In a 2017 survey, 500 Startups found that 81% of startups said that fewer than 25% of their pilots had resulted in commercial sales. This led Y Combinator to give a cold shoulder to the corporate accelerator model. The failing of the initial corporate accelerator model is similar to that of the first corporate venture fund. There was a misalignment with the speed and the risks that startups take and those of their corporate mentors. Pilots with the large corporates, a promise that attracts startups to large corporates in the first place, take too long to put in place, as those running the daily operations are busy with their daily grind and do not have the same incentives as the staff running the accelerator.

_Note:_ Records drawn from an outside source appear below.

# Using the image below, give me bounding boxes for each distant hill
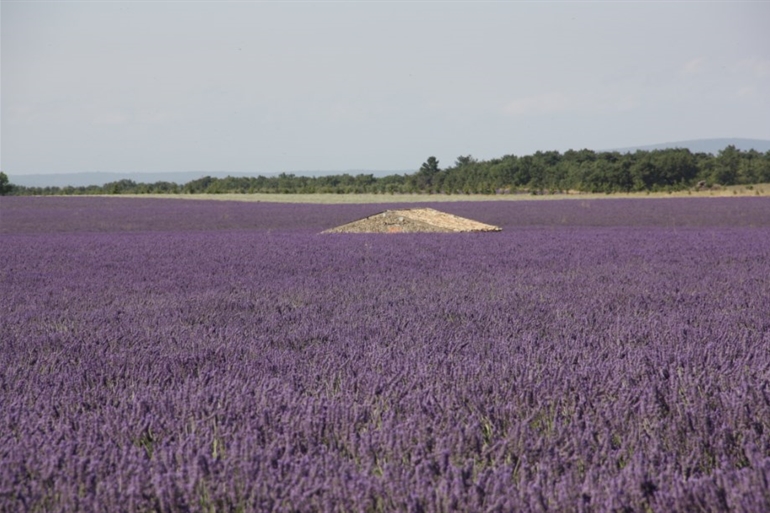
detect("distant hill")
[7,170,414,187]
[607,139,770,155]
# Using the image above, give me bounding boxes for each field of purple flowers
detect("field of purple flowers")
[0,197,770,512]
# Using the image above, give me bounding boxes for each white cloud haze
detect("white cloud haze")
[0,0,770,174]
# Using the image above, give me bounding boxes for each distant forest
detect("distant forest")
[0,146,770,195]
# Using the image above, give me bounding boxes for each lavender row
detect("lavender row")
[0,196,770,234]
[0,198,770,511]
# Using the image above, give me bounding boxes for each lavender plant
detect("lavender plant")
[0,198,770,511]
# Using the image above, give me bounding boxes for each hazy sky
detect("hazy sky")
[0,0,770,175]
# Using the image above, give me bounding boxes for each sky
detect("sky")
[0,0,770,175]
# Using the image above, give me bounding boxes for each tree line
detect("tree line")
[6,146,770,195]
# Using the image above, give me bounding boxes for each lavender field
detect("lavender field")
[0,197,770,512]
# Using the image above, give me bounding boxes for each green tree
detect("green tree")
[0,171,13,196]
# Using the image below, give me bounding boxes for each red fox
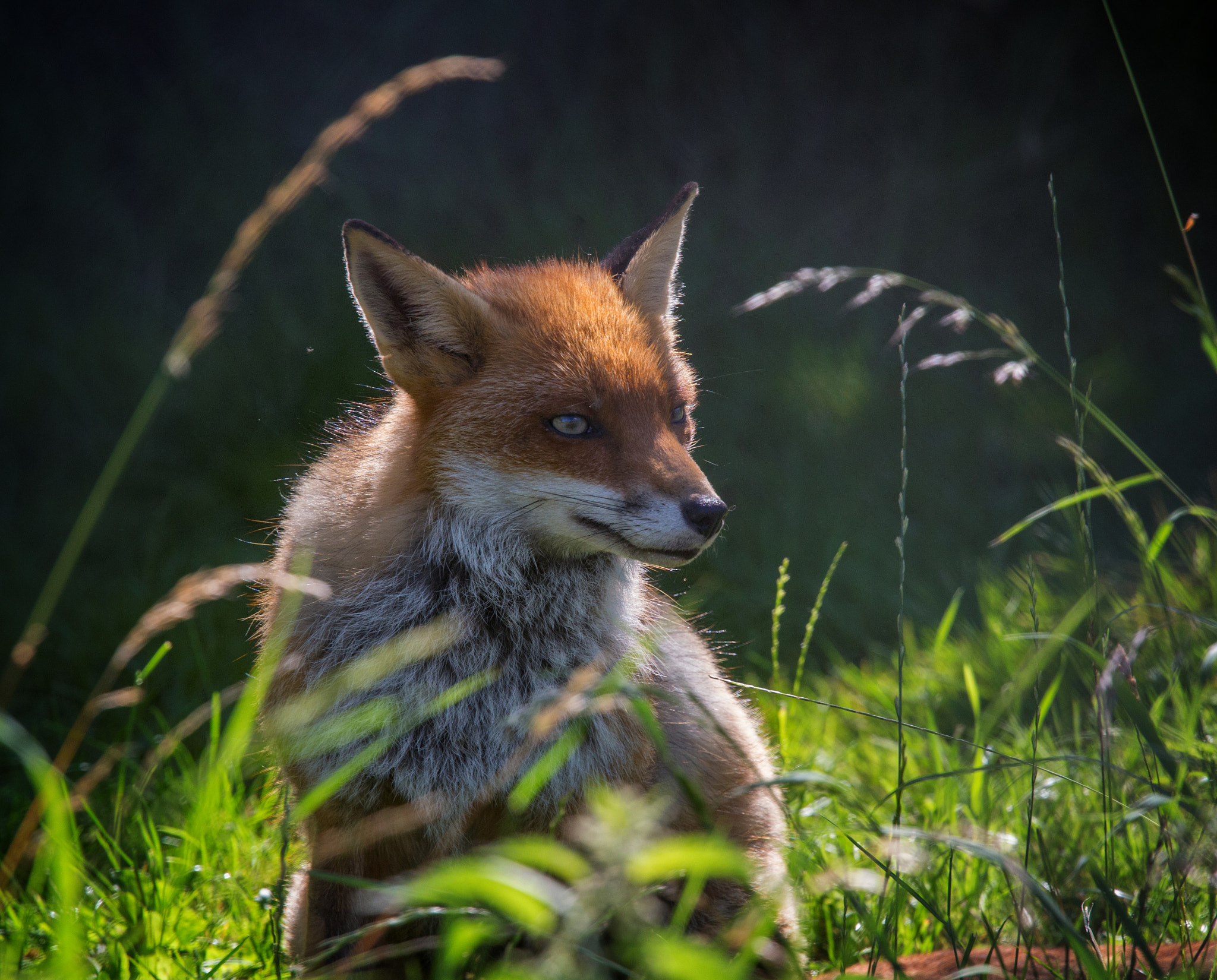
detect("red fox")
[259,184,793,956]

Noting the failure of the traditional model, corporates started looking for other ways to work with startups. This led to a new type of corporate accelerator model – outsourced. The idea was that partnering a team with a proven method helped the startup to be successful. Corporates could take advantage of their resources and networks and avoid the misalignment of the traditional corporate accelerator.

In 2012, the Microsoft Kinect accelerator was the first of the outsourced corporate accelerators in partnership with Techstars. This model caught on, and since then more than 50 corporates have run outsourced accelerators, including Barclays, Amazon, Alexa, Target, SAP and Ford. Our startup, RetargetLinks, has just completed the Techstars/Rakuten accelerator in Singapore, Techstars’ first accelerator in Asia and the first with Rakuten.

One of the benefits of outsourced corporate accelerators is the idea of focusing on the startups and not solely fulfilling the objectives of the corporate. Sphero had already graduated its first Techstars accelerator and sold over $20m in products before joining Techstars’ Disney accelerator. Why go back? As CEO Adam Wilson said: “We were looking for guidance to take our products to the next level, to infuse a deeper story into our robots.”

This is exactly what the Disney accelerator was able to provide. Sphero struck gold with Disney, leading to the development of the record-breaking BB8 robot. All the companies from the 2014 Disney accelerator have either raised funds or been acquired.

Corporate partnerships with the startup ecosystem have developed extensively over the years. While it is definite that the corporate accelerator model will improve and refine itself further, it is unclear how. The silver lining is that, no matter how, whether through CVC, corporate partnerships or corporate accelerator programs, startups will continually generate value for corporates, and corporates will continue to invest in the startup ecosystem.